夫が長年放置した陰嚢湿疹で受診したところ、サレックスという強いステロイド剤が処方され、それを陰嚢に塗っています。通常、陰部へのステロイドはあまり処方されないようですが、長年放置して状態がひどかったようで、3本塗り終わったら、再受診するようにと言われたそうです。体外受精を考えており、これから採卵予定ですが、夫の陰部へのステロイドは、精子に何か影響ありますでしょうか?もし、ステロイド使用時の受精卵で妊娠した場合、胎児に影響が少しでもある可能性があるのであれば、時期を遅らせようと思っています。

回答者: 安達知子先生

 副腎皮質ステロイド剤の外用では、一般にステロイドは上皮内に留まり、皮下に移行して下部にある臓器に直接影響することはありません。真皮に達して血中に吸収されて全身を回り、そこからの影響になります。強い作用のステロイド剤でも、血中への吸収はごくわずかで心配はないです。
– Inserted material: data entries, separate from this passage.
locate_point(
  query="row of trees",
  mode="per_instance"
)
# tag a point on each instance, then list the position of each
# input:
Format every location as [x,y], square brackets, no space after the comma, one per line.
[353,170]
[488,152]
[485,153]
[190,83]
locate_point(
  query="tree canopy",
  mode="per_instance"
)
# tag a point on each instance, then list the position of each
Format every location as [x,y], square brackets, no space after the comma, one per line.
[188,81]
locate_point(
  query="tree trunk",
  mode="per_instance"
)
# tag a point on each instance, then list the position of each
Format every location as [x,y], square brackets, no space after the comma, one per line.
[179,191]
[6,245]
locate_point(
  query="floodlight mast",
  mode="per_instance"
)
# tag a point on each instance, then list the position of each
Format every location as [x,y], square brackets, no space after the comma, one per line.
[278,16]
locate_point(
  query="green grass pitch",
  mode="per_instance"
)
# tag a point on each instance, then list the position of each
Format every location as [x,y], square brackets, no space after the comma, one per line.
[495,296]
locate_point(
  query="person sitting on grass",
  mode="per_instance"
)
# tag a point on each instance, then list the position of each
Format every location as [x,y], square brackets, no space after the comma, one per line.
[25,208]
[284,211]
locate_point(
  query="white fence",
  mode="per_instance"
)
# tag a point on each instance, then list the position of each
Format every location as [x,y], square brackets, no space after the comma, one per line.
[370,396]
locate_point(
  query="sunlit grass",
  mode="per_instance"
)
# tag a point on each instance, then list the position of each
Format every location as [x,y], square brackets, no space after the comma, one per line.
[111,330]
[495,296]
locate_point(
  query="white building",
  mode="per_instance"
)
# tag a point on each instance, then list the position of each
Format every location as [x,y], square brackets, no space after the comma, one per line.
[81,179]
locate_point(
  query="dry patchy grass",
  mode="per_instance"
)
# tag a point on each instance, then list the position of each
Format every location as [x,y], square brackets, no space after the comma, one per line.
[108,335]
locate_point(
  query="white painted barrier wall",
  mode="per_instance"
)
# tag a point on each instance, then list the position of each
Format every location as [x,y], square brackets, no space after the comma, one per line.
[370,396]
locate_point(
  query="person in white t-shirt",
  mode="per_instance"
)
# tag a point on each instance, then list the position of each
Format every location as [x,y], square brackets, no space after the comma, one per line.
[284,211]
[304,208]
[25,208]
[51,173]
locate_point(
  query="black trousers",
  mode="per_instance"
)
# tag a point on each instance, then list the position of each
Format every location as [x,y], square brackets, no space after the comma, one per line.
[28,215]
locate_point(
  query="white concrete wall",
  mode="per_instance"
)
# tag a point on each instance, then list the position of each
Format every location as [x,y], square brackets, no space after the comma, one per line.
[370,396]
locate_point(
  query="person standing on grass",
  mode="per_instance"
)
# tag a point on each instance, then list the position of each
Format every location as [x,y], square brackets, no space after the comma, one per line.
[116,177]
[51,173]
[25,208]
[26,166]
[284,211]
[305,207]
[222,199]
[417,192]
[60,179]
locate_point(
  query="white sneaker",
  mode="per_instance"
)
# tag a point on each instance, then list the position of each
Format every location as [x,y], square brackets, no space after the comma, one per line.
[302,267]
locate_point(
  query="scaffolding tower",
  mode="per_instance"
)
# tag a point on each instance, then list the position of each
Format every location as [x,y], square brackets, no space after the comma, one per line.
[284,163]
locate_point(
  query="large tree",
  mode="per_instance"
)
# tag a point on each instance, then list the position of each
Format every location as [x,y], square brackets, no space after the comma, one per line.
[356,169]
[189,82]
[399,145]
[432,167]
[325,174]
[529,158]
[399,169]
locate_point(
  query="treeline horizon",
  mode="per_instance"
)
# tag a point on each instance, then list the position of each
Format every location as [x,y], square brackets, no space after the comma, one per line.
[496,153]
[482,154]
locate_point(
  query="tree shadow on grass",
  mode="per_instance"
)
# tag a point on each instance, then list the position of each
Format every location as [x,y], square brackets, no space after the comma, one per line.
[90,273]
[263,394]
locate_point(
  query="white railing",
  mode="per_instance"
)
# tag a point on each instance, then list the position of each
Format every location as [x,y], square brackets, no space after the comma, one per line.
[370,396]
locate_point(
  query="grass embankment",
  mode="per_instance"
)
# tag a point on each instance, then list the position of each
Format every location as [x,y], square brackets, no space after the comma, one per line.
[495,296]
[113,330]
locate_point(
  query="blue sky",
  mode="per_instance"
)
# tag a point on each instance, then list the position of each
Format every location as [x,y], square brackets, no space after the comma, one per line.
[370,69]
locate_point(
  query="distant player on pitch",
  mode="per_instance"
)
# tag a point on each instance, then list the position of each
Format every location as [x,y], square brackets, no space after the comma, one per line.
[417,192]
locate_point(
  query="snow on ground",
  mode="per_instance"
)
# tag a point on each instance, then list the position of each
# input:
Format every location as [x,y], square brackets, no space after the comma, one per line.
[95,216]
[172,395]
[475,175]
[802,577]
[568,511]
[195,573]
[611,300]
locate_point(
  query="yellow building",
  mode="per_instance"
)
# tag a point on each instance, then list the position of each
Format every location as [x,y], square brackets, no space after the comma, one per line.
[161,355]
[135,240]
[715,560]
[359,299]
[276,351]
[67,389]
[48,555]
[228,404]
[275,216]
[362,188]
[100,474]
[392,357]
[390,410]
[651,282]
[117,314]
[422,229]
脳下垂体からの精巣へのホルモン調整系に影響する可能性はゼロではありませんが、精子の数(造精機能:精子を造る機能)にもほとんど影響しないと考えられ、仮にわずかに精子数が減少しても、体外受精や顕微授精では、まったく問題にはなりません。また、精子の質や運動性、受精後の奇形の発生などには影響しないと考えてよいでしょう。薬剤の添付文書にも、「避妊が必要」の記載はありません。したがって、体外受精の時期を延期する必要はないでしょう。